The focus had been on Italian banks ahead of the stress tests, which overall showed that the EU’s banking sector could weather a shock to the markets. The pan-European banks share index was off just 0.6%. Antonio Patuelli, president of the Italian Banking Association, welcomed the results, saying: “The credibility of Italian banks has now been strengthened.”
The MPS rescue was viewed as positive. Tomas Kinmonth, fixed income strategist at ABN Amro, said: “It could be suggested that the prime benefit of the EBA 2016 stress test is that the Italian institution [MPS] is now significantly stronger.”
Portuguese and Greek banks were not big enough to be included in the tests, which also focused on banks in Ireland, Spain and Austria as well Germany’s biggest bank, Deutsche, whose capital ratio fell below 8% under the test. Analysts at Capital Economics said: “Among the eurozone countries, Ireland’s and Italy’s banks stood out.”
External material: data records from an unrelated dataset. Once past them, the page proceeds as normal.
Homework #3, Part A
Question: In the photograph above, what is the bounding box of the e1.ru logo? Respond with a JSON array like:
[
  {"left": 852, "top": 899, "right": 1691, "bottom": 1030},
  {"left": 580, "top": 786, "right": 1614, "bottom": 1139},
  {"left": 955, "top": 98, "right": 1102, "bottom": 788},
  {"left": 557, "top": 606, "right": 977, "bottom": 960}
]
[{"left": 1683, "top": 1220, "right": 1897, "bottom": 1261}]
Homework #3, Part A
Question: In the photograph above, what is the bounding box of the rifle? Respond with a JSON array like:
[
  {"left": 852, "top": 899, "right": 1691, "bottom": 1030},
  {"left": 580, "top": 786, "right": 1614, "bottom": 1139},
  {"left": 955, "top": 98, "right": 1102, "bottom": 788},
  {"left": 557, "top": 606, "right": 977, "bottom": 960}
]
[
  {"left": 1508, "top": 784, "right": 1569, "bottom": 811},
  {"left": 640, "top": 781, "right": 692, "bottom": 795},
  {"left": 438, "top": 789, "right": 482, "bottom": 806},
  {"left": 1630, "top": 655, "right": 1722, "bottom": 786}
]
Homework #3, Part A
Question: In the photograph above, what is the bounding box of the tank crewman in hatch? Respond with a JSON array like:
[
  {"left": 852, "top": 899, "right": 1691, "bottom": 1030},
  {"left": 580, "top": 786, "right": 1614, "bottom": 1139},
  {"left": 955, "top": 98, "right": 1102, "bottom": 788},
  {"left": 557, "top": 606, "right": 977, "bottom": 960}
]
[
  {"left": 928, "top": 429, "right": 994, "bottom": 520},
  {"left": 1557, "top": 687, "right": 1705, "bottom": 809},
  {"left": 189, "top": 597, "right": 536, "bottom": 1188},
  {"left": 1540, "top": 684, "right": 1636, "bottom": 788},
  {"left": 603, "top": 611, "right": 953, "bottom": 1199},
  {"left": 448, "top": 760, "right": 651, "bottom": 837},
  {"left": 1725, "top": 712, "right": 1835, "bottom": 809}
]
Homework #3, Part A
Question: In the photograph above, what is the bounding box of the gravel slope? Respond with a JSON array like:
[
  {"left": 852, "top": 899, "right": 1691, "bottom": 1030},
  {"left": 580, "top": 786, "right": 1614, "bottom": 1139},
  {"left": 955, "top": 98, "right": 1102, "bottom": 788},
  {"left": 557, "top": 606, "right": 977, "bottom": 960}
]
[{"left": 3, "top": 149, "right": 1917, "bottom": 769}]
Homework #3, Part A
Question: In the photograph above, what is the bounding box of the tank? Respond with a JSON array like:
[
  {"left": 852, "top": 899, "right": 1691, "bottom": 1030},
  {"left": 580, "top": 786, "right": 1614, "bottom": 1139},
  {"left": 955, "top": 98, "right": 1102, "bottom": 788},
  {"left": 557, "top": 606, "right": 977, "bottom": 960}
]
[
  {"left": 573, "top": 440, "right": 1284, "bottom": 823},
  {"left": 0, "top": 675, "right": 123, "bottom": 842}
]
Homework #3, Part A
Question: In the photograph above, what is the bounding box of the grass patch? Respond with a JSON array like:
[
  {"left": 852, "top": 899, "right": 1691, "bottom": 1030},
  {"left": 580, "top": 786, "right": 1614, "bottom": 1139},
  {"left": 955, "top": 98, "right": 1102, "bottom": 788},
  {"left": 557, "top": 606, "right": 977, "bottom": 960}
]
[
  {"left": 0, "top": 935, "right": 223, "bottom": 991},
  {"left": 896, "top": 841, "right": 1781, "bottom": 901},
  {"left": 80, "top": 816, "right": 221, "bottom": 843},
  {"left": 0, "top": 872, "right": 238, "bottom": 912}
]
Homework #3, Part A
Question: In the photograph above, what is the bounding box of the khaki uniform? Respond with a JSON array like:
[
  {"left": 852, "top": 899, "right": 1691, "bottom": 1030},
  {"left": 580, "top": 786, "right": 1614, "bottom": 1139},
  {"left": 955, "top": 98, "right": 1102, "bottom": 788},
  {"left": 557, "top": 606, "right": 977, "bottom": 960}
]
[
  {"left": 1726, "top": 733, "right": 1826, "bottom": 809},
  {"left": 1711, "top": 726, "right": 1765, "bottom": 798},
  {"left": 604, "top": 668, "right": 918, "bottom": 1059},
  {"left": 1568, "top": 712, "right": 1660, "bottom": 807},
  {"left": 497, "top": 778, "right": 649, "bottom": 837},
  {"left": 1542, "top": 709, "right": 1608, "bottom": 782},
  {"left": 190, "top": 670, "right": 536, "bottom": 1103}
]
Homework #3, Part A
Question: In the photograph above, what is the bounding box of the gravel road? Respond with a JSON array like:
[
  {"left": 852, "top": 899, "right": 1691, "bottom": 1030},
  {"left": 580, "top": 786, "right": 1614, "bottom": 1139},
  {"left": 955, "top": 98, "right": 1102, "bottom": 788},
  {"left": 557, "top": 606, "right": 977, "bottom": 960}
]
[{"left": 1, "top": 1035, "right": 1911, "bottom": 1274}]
Moody’s said: “The stress test results highlight major differences in the relative strength of banking systems across the EU. The system-level results reflect the relative weakness of banks in Austria, Ireland and Italy. The key drivers are elevated credit risk of cross- border activities for the Austrian banks, and domestic market pressures for the Irish and Italian banks.”
The stress tests impose a series of scenarios on the capital bases of banks recorded at the end of 2015 and give results for three years later, without allowing the management of the banks to try to raise capital by selling off businesses.
Shares in UK banks Barclays and Royal Bank of Scotland slipped around 2%. Barclays’ capital ratio fell to below 7.5% under the stressed scenario, while RBS took the third largest hit of any bank to its capital under the test. RBS’s capital position would sink by seven percentage points to 8%. Moody’s said this was in part caused by “litigation and restructuring charges” faced by the bank, which is 73% owned by the UK taxpayer.
Gary Greenwood, analyst at Shore Capital, said the results for UK banks were a “non-event” as they will be subjected to Bank of England tests later in the year.
RBS publishes its half-year results this Friday, while Barclays reported a £2bn half-year profit last week.